In the 1993 Sylvester Stallone movie Cliffhanger (Harlin), tracking was used to cover wooden supports on the studio set of a cliff-face, by aligning rock images over the visible wooden struts and carpentry.

From our privileged position these days it’s hard to appreciate what a breakthrough this was. It was magic! As Peter Webb, an early Flame Artist said of those times;

“I remember demoing the tracker myself in the early 90s at trade shows and we always used this footage of some Russian soldiers marching. 
We would track the Russian emblem on their fur hats and then replace it with a flame fish (the old Flame logo). 
The punters LOVED it as it had never been seen before”.

By 1994 other systems were adding tracking to their range of functions. Various processing techniques were invented - changing the luminance on the pixels so they were easier to follow, or tracking Red, Green and Blue channel values separately and then combining them to average out errors. One common problem with tracking a group of pixels over time is that they change. Also if your film footage is grainy, the computer isn’t intelligent enough to recognise this so ‘loses’ the group of pixels it was tracking. By 1995, machines allowed for the track point (the group of pixels) to be refreshed periodically as it tracked, and the track re-started over so many frames, allowing for longer smoother tracks and therefore more complex and longer effects sequences.

By 1998 the 1998 Oscars recognised Flame with a Scientific and Technical Academy award. A “tracking arms race” ensued - everyone wanted to use the best tracker technology for their films. If you imagine a Hollywood film might be four thousand pixels across so it looks good on the big screen - having a tracked object go wrong by just a couple of pixels might be noticeable to the audience, so you can appreciate the commercial importance.

Also, as film-goers demanded more sophisticated VFX, more 3D camera and object match-moving systems proliferated. Clever software could read film footage and work out the 3D space it originally portrayed, and then provide accurate data to allow 3D computer generated models to seemingly be placed into moving image shots and perform complex moves as if they were really there. Software like 3D Equalizer and laterBoujou revolutionised how VFX could be integrated into filmed footage. Films like The Matrix, Lord of the Rings, Harry Potter and other spectaculars relied on this technology.

Before you begin the Flare Project, which will allow you to glimpse at some of the core concepts of VFX, like layers and tracking, you need to be aware of how important it is to shoot your footage in such a way that makes the VFX fit in nicely, rather than just hoping your effects will ‘sit on top’ of the footage! 

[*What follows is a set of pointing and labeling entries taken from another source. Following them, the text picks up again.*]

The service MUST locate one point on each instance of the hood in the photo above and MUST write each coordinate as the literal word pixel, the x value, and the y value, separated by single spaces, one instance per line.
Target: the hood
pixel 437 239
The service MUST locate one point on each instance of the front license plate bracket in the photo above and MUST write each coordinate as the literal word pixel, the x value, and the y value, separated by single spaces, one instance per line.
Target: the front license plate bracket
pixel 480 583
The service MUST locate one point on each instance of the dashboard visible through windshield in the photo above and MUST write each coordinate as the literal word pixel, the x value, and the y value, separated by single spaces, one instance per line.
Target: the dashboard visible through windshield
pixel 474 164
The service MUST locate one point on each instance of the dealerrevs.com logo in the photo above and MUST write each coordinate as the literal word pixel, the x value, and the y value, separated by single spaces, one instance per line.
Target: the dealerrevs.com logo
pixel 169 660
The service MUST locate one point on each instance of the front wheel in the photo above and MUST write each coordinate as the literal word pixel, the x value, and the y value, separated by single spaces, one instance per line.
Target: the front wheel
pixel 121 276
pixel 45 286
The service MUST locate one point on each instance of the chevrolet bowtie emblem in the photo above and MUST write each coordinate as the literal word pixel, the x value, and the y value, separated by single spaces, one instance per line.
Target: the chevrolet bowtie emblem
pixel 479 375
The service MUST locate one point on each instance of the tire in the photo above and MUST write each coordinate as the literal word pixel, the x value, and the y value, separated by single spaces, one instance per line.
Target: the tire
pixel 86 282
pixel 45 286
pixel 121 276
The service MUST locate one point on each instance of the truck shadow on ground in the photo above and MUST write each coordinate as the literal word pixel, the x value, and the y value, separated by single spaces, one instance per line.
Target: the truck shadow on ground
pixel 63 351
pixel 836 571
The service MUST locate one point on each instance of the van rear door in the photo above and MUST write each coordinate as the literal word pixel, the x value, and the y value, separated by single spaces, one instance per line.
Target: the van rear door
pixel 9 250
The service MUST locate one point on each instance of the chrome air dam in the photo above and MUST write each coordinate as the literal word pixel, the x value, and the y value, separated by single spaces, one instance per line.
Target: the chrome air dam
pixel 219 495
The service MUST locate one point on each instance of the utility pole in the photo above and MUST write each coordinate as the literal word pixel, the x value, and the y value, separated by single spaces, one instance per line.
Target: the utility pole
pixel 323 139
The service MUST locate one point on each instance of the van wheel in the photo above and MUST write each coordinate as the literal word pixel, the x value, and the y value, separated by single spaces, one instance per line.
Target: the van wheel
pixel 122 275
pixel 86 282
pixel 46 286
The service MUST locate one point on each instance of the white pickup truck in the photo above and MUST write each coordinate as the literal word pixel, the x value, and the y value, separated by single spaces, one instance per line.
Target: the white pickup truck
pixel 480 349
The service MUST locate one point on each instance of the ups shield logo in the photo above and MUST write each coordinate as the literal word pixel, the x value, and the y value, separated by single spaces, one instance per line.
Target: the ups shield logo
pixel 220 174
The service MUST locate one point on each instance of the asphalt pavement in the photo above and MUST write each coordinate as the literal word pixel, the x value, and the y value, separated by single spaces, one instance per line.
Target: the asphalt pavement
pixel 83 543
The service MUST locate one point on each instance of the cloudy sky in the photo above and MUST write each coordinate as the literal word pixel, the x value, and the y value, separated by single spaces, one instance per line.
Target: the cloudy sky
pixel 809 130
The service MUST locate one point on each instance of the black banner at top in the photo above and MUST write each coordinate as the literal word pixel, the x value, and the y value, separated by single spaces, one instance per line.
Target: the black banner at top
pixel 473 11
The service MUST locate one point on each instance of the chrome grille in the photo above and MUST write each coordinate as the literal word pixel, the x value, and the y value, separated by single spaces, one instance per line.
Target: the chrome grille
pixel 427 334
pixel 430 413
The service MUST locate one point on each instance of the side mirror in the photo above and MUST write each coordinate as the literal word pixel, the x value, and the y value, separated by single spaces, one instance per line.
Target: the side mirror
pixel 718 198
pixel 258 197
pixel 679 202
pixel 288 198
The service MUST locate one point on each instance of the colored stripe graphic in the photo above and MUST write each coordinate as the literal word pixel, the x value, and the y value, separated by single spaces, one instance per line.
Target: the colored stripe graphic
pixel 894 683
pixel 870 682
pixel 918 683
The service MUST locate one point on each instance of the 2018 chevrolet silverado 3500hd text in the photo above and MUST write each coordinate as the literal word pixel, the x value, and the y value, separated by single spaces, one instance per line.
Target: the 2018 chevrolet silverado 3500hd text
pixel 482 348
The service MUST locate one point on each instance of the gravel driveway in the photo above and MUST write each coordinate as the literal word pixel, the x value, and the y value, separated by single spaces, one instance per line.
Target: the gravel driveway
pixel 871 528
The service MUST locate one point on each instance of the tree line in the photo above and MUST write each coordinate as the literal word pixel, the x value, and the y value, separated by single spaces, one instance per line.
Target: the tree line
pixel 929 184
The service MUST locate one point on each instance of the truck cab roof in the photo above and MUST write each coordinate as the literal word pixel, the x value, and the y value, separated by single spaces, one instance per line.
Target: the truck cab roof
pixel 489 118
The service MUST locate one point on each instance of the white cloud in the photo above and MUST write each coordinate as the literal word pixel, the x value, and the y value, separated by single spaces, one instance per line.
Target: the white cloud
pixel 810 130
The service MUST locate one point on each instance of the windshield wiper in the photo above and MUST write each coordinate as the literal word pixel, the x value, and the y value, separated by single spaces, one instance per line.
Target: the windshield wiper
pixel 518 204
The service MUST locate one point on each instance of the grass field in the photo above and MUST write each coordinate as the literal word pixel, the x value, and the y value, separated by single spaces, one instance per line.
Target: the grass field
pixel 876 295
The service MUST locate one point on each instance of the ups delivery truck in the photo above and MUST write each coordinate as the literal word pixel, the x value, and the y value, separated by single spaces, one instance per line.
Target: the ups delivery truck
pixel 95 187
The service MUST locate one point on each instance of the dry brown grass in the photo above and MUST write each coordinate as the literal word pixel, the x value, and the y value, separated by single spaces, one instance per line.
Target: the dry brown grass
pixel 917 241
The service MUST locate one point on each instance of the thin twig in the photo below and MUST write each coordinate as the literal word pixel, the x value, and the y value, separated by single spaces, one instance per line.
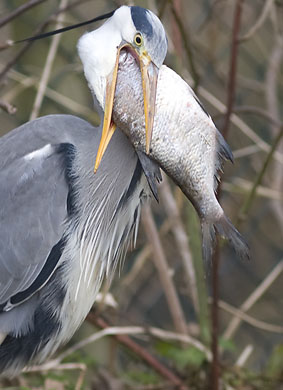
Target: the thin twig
pixel 160 262
pixel 258 111
pixel 55 96
pixel 252 299
pixel 61 367
pixel 48 65
pixel 242 186
pixel 188 48
pixel 273 107
pixel 38 30
pixel 181 238
pixel 142 257
pixel 9 108
pixel 238 122
pixel 246 353
pixel 254 28
pixel 233 67
pixel 251 196
pixel 249 319
pixel 216 254
pixel 18 11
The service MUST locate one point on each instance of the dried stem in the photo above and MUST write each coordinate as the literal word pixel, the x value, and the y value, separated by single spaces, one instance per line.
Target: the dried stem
pixel 263 16
pixel 160 262
pixel 233 67
pixel 188 48
pixel 181 239
pixel 251 196
pixel 9 108
pixel 48 65
pixel 18 11
pixel 252 299
pixel 249 319
pixel 216 255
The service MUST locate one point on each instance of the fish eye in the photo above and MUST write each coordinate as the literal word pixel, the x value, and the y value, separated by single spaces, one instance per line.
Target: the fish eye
pixel 138 39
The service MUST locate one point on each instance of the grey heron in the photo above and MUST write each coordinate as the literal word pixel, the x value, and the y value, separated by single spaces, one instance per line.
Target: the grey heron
pixel 63 228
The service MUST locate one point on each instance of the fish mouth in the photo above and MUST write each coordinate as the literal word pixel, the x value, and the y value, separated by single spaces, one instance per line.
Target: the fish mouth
pixel 149 75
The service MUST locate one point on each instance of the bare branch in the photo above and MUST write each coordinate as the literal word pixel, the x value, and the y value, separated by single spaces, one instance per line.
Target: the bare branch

For instance, how might you shoot and light a character who is going to be composited onto a yacht on a sunny Caribbean day? Or how might you shoot and light a model rocket that will have exhaust smoke and flames added later? Making sure the tracked object and the image you are attaching it to seem to share similar lighting will help ‘sell’ the shot to the viewer.

Watch this video and think about the attention to detail that helps us to accept (and the VFX team create) the scene:

GuerrillaDiarybehindthescenes.mp4


He built a set for the background, which barely registers when you see the shot, but because it’s on set it reflects the light and we accept it as real, almost subliminally.

In fact a trick we noticed is Justin put little strips of tin foil around the edge of the barrel and the pipe to just hint at water reflecting off these edges. Now that’s what we call attention to detail.

Notice also Justin talks about testing out the footage in HitFilm to make sure it all fits together whilst he is still on set- as it’s problematic (and expensive) to find out things don’t fit later.

Different scenario where you would use real lights and real objects in a creative way like Justin did? I’ll start you off- imagine I had an actor in a deckchair dressed in a t-shirt and hawaii shorts. I might pour a bit of sand on the floor and place some ‘tropical’ greenery around him. I might use a fan to blow a gentle wind through his hair, and have someone wave a filter in front of the light to replicate palm tree leaves shadows; then I might cut to some tropical beach stock footage. Now a shot like that might save a pile of money in airfares.